Cathy Cohen’s article “Punks, Bulldaggers, and Welfare Queens” has quite a few points that need to be discussed in more detail, but the one that really impacted me was the focus that many of Cohen’s quotes seem to have: the problems in queer politics. Some people, for instance, are stuck in the very binary that they are trying to eradicate; the only difference is which side of the binary is the “proper” one to be on. For instance, comments like “Straight people are your enemy” (448) and “the dichotomy of straight versus everything else” (452) do nothing to bridge the gap that currently exists between some straight people and some queer people.

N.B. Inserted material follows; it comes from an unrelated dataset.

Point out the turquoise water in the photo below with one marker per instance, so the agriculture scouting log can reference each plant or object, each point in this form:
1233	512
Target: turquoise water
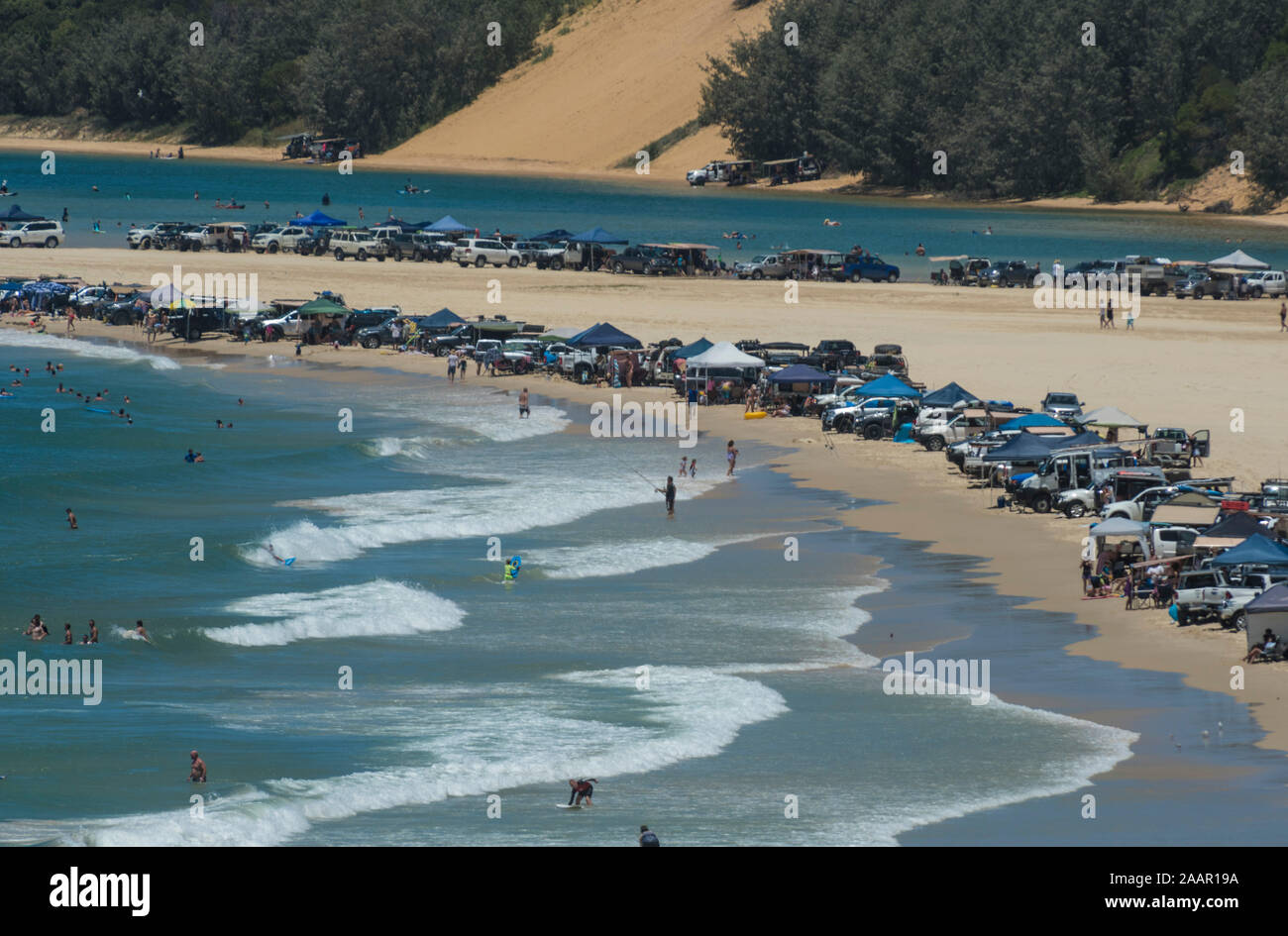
465	687
642	211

I specifically say “some” here because not all straight people are narrow-minded, and those people are some of the strongest supporters of queer activism and equal sexual privileges for all consenting adults. At the same time, however, not all queer people want to include everyone or be included in “mainstream” (for lack of a better word) society. Some view assimilation as a “trap” (445) that people are falling into.
This concept really confused me. While I view the word “assimilate” as having a negative context, later in the same quote, QUASH says, “real change occurs when we are inclusive, not exclusive” (445). Does not inclusiveness require some degree of assimilation (or adjustment—a synonym that I much prefer)? How can one person or group be both for including others of different races, classes, genders, and identities, and against the idea of understanding all of the differences that such a group would therefore have?
While reading this piece, I kept going back to the notion of oppression. She mentions it several times throughout, and that made me think of the book Pedagogy of the Oppressed by Paulo Freire, which is the only way that I could make sense of the behavior discussed in several of the quotes throughout Cohen’s article. Once a group stops being oppressed by another, Freire writes, the newly non-oppressed group begins oppressing another group in a similar way. Cohen points out that, in some cases, this is what many other minorities (and other, non-minority, groups as well) are doing to the queer population. The oppression is merely getting pushed down the line to another group of people.
I found this article fascinating to read, but I ended up with more questions afterwards than I had beforehand. I am still not entirely sure what Cohen’s point was, unless she was arguing for more inclusive behavior and less judgmental exclusion by all parties. Could the point be that simple? Is she just arguing against the marginalization of “the other” that occurs throughout society?
Cohen is arguing for what she calls a “transformational” politics, and is examining the 90s movement of queer for how well it might provide theory for such a politics. Certainly she is arguing against the marginalization of the other, but I am not convinced that is such a simple point! She begins from the premise that queer politics are anti-assimilationist and goes from there, which may be part of what was confusing you.
She is critiquing queer political movements on two grounds: on the one hand, because their systemic stance against heteronormativity falls into a simplistic demonization of heterosexuals that ignores the differences in privilege between differently classed and racialized straight and queer people; and on the other hand, because queer calls for abandonment of identity categories fails to recognize those who might find needed succour within those categories even as they are also critical of them.